Le quinquennat des riches. En semblant délaisser la question des inégalités, Emmanuel Macron ne s'expose-t-il pas démesurément à l'image d'un président des riches qui commence à s'installer dans l'opinion ? Au contraire d'un Jacques Chirac en 1995 qui avait fait campagne sur la fracture sociale, quel est le risque pris politiquement par le président dans le contexte actuel ?

Philippe Crevel  : Le risque est réel et avéré. Une enquête du cercle de l'épargne avec l'Ifop indique que 74% des Français ont peur pour leurs retraites, pour leur future pension ; que les retraités considèrent que leur niveau de vie est en forte baisse. D'autre part, il y a une hostilité également marquée par rapport aux réformes fiscales (prélèvement forfaitaire unique et suppression de l'ISF). Donc on voit bien qu'il y a aujourd'hui l'idée que les mesures ne seraient prises qu'en faveur d'une partie de l'opinion. Ça commence à se diffuser dans l'opinion publique. Et on a un peu perdu le fil conducteur de ces réformes. Pourquoi Emmanuel Macron a-t-il fait ces réformes ? Quels sont leurs objectifs ? Là-dessus, il y a un manque de pédagogie, un manque de relais. J'y vois un problème clé aujourd'hui pour le président de la République : l'absence de réseaux locaux, un mauvais maillage territorial et au sein du gouvernement, un nombre insuffisant de voix qui pourraient porter la bonne parole. Le pouvoir est trop concentré sur le président de la République, le Premier ministre ou un ou deux ministres.
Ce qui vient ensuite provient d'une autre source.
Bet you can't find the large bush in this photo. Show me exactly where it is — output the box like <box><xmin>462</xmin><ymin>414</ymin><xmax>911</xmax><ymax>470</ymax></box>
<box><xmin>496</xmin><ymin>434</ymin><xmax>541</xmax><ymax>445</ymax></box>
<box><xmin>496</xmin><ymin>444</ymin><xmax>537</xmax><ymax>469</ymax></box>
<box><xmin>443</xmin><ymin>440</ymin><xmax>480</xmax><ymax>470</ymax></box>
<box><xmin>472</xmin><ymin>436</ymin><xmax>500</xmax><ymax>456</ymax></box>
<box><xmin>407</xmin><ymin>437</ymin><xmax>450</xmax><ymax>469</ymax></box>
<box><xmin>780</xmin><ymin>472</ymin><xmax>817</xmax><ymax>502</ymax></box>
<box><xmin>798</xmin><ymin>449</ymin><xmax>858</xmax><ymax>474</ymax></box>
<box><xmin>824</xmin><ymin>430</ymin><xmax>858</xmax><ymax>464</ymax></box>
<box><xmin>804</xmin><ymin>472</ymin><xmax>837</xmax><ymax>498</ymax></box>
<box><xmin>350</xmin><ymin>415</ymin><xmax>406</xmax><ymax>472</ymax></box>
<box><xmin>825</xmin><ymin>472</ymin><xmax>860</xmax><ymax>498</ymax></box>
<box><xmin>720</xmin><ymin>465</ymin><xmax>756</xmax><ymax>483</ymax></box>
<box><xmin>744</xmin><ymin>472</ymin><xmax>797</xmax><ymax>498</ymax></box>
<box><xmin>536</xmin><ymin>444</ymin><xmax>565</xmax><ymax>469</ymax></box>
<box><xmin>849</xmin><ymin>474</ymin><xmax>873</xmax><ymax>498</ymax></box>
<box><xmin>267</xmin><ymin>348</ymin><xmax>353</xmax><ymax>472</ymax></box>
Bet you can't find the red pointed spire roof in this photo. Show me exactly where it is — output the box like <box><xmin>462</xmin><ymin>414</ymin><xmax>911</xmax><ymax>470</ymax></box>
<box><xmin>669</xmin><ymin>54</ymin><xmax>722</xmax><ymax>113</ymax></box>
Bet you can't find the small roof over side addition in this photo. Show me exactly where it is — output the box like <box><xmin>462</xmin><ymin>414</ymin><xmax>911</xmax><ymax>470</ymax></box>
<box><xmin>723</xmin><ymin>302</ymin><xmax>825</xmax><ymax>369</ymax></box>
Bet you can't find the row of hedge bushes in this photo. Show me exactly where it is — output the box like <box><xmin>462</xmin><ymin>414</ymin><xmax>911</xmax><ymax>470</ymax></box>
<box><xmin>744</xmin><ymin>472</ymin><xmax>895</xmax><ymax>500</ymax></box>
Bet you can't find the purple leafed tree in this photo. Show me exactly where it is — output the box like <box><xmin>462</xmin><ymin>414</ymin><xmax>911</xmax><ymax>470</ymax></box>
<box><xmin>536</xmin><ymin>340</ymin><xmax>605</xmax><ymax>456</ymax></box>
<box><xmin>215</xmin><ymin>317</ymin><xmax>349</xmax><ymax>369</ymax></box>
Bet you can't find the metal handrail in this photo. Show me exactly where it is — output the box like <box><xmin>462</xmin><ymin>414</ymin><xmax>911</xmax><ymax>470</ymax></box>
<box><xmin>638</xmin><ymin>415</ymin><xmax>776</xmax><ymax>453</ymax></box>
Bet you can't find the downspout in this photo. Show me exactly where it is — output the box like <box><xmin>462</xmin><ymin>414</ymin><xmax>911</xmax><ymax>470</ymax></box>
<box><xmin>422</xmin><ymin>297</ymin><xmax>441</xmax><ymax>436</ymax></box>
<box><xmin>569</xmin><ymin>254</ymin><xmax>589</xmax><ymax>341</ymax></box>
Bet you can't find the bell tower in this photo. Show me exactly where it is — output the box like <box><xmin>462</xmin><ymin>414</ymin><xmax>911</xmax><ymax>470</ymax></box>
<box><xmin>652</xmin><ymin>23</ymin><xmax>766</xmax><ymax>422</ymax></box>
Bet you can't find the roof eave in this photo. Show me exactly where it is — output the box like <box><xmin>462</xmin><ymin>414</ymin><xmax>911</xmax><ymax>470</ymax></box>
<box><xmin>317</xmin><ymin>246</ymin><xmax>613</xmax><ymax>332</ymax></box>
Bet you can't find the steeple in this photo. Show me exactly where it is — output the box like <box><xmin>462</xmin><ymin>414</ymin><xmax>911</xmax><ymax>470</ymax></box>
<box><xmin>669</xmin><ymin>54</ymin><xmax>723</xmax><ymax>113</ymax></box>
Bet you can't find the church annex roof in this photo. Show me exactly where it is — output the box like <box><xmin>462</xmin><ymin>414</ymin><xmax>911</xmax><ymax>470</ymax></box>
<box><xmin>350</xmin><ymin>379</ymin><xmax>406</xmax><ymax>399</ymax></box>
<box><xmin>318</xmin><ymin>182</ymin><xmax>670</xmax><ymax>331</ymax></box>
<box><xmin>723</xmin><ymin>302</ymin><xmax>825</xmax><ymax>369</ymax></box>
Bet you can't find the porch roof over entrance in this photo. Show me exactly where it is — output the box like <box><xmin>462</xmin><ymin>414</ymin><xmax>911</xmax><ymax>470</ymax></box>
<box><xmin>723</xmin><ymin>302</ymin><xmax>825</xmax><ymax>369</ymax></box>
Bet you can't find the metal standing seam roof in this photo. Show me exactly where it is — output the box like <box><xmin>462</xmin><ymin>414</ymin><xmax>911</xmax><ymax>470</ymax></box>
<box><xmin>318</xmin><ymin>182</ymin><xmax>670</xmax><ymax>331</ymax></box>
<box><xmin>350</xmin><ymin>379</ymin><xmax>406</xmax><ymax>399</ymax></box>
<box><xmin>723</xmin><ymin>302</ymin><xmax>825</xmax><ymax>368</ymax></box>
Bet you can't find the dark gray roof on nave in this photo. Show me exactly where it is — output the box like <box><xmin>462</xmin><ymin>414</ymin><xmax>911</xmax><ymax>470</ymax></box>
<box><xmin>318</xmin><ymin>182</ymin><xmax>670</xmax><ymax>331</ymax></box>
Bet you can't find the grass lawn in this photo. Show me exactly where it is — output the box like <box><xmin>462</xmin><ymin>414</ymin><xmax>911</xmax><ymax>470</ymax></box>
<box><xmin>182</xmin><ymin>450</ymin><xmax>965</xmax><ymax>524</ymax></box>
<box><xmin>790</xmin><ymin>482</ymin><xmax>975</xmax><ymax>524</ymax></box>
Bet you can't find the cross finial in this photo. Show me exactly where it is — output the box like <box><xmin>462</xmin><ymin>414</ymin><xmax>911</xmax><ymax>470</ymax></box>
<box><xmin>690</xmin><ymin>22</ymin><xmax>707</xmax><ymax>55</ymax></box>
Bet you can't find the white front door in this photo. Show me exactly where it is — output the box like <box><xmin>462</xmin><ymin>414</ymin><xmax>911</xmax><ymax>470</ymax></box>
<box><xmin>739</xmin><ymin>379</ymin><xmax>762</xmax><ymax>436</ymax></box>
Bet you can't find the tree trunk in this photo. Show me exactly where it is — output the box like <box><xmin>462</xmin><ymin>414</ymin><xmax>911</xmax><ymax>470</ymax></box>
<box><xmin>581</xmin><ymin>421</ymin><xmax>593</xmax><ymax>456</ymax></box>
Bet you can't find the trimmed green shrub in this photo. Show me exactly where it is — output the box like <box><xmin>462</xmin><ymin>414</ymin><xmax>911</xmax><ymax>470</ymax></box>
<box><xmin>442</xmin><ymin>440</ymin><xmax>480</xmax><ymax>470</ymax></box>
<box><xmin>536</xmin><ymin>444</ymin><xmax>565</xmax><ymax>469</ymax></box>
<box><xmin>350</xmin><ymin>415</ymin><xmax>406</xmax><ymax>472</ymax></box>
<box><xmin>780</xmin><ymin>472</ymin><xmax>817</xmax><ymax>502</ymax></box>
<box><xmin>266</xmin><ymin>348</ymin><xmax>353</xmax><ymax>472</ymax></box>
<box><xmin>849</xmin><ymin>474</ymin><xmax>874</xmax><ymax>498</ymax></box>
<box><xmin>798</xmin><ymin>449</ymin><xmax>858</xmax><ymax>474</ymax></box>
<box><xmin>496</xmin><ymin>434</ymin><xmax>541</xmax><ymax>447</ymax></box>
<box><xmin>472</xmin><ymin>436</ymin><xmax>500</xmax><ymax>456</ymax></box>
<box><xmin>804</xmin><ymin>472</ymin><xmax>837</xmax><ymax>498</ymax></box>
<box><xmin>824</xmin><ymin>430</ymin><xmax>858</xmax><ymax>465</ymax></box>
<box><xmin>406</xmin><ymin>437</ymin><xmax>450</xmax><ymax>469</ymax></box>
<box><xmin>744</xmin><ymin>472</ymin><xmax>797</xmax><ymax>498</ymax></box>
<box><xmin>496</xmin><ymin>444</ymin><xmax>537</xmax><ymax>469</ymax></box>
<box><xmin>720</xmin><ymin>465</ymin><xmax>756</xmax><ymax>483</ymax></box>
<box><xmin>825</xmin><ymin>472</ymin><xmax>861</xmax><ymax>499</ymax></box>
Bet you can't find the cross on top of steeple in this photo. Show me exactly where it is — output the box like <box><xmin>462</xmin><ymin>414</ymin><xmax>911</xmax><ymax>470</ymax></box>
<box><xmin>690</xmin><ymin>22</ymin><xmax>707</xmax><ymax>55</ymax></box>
On voit bien qu'Emmanuel Macron manque de relais politiques et de pouvoir faire sentir au pouvoir ce qu'il se passe sur le terrain. Et là, c'est une faiblesse dès le départ. Je ne dirais pas qu'on a un gouvernement de riches. On a surtout un gouvernement et un président représentatifs de la haute fonction publique. Donc ce sont peut-être des organisateurs de l'État, mais ils ne sont pas forcément de bons capteurs de l'opinion publique.

Erwan Le Noan : L’accusation de « quinquennat des riches » est un peu facile et à mon sens malvenue : qu’on partage ou non la vision du Président, son discours n’est pas celui-là. Ce qu’il promet, c’est de redonner du mouvement à l’ensemble de la société française – y compris les plus riches  - pour bénéficier aux plus défavorisés. La critique qui porte peut-être plus, c’est celle d’un président « des élites » et « pour » les élites.

Les failles du discours du gouvernement ne sont pas que sur les « inégalités ». Elles portent sur tous les sujets qui font la « cohésion » nationale, sans laquelle la démocratie s’exerce mal : les inégalités, l’identité, le service public, etc. Le Gouvernement ne dit rien, sur aucun de ces sujets – ou quand il les aborde, c’est de façon épouvantablement technocratique alors qu’on en attend un élan politique.